Lideranças indígenas retratam ao senador Fabiana Comparato o que passam. Crédito da foto: Mariana Rocha/Canal Pensando na Fronteira

Ação da Cidadania distribui 13 toneladas de alimentos

Em recomendação endereçada à Fundação Nacional do Índio (Funai) no dia 27 de janeiro, o MPF, por meio da Procuradoria da República de Dourados, no Mato Grosso do Sul, afirmou que o órgão indigenista, ao se negar a entregar cestas básicas em áreas indígenas ainda não demarcadas, “estaria se beneficiando da própria torpeza” uma vez que a não identificação e delimitação das terras indígenas é ocasionada pelo atraso da própria autarquia.

O pronunciamento enfático se deu em resposta a um despacho do dia 16 de janeiro, que partiu do gabinete do Procurador-Chefe da Funai, Álvaro Osório do Valle Simeão, onde ele se dirige à Coordenação Regional (CR) Litoral Sul do órgão indigenista, em Santa Catarina, e recomenda que “tribos” invasoras de “propriedades privadas” não devem receber cestas básicas.

Imediatamente o depósito da Companhia Nacional de Abastecimento (Conab) passou a deixar de enviar cestas básicas aos acampamentos e retomadas Guarani Kaiowá. Procuradores estiveram no depósito e constataram que estes alimentos perecíveis estavam próximos de atingir a data de validade, ou seja, iam apodrecer no local enquanto famílias passavam fome.

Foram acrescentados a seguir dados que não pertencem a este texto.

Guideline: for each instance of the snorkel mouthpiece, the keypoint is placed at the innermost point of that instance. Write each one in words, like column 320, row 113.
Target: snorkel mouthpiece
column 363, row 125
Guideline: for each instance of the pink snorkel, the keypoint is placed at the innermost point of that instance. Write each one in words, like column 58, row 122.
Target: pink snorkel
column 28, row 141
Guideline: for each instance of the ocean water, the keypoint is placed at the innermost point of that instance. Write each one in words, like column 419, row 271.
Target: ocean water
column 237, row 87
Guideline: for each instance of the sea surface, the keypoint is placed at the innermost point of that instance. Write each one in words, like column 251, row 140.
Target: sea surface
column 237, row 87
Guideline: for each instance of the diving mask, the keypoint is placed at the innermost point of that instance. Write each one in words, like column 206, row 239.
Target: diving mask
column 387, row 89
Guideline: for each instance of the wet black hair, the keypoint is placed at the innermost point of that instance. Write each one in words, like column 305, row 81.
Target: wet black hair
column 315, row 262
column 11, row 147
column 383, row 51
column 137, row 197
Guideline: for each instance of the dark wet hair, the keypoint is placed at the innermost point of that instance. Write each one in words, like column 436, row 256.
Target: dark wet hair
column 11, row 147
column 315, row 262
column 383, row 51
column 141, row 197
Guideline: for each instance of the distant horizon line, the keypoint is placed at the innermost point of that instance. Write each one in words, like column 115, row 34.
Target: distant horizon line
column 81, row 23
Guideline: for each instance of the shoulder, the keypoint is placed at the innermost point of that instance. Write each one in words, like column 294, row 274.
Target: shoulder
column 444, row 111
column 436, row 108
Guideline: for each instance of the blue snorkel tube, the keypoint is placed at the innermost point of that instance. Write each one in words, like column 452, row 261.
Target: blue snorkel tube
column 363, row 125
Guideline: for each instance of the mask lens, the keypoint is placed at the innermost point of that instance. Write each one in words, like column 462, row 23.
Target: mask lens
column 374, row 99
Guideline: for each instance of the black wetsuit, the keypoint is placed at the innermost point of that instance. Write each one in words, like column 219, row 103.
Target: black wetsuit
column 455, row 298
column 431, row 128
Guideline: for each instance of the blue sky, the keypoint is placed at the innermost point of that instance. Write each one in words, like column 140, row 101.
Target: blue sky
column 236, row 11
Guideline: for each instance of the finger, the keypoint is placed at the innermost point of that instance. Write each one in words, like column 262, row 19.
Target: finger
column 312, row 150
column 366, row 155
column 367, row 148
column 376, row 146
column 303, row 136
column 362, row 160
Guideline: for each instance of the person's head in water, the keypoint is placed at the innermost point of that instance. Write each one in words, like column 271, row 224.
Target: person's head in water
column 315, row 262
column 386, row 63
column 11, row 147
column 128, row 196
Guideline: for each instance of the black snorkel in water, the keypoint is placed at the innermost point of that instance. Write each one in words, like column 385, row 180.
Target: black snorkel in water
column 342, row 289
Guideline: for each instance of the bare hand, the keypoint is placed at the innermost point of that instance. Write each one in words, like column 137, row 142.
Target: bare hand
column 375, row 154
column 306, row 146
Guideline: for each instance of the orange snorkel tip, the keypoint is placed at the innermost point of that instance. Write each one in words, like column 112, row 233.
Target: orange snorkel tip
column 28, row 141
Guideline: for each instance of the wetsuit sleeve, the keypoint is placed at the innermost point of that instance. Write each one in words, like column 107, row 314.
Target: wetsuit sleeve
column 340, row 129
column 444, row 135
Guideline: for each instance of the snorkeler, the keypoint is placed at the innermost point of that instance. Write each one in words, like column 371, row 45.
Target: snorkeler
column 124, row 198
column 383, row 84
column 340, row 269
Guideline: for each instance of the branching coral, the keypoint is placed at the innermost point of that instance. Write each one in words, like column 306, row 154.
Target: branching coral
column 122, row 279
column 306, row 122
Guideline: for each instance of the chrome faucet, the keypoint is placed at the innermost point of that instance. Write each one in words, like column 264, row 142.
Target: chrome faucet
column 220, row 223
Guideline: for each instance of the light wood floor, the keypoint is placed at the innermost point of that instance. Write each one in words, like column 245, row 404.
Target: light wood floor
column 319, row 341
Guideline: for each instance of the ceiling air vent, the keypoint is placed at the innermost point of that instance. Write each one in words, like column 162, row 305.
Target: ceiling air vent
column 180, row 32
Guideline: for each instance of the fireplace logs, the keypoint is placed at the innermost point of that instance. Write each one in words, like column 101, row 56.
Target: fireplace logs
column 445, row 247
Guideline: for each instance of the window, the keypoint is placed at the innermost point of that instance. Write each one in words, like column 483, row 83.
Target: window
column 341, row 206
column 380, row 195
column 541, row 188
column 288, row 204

O caso gerou comoção e revolta por todo o país. Na última semana, a Ação da Cidadania reuniu 13 toneladas de alimentos e em parceria com organizações sociais, entidades indígenas e indigenistas realizou a distribuição nas retomadas e acampamentos Guarani Kaiowá. A felicidade e alívio dos indígenas foi tamanho que as crianças abraçaram os alimentos às gargalhadas. As entregas foram registradas em vídeo (acima) feito pelo coletivo de mídia independente Pensando a Fronteira e a Agência Ponte.

“Me pergunto que tipo de governo karai (branco) aceita ter. Um governo que leva fome, miséria, violência? Como podem aceitar um líder tão malvado assim? Será que os karai acha que um governo que faz isso pode ser bom pra eles? Karai matou o seu próprio deus e por isso aceita governo assim. Vai terminar muito mal”, analisa uma liderança do Nhu Vera ouvido pela reportagem.

A situação motivou a realização, na tarde desta sexta-feira, 6, de uma audiência pública na Assembleia Legislativa do Mato Grosso do Sul com o tema Em Defesa do Direito Humano à Alimentação Adequada das Comunidades Indígenas do MS. Antes do início da audiência, indígenas Guarani kaiowá e Terena realizaram uma marcha até a Assembleia Legislativa percorrendo algumas avenidas de Campo Grande. A intenção foi a de dar visibilidade à grave situação de violação de direitos vivenciada pelos povos indígenas.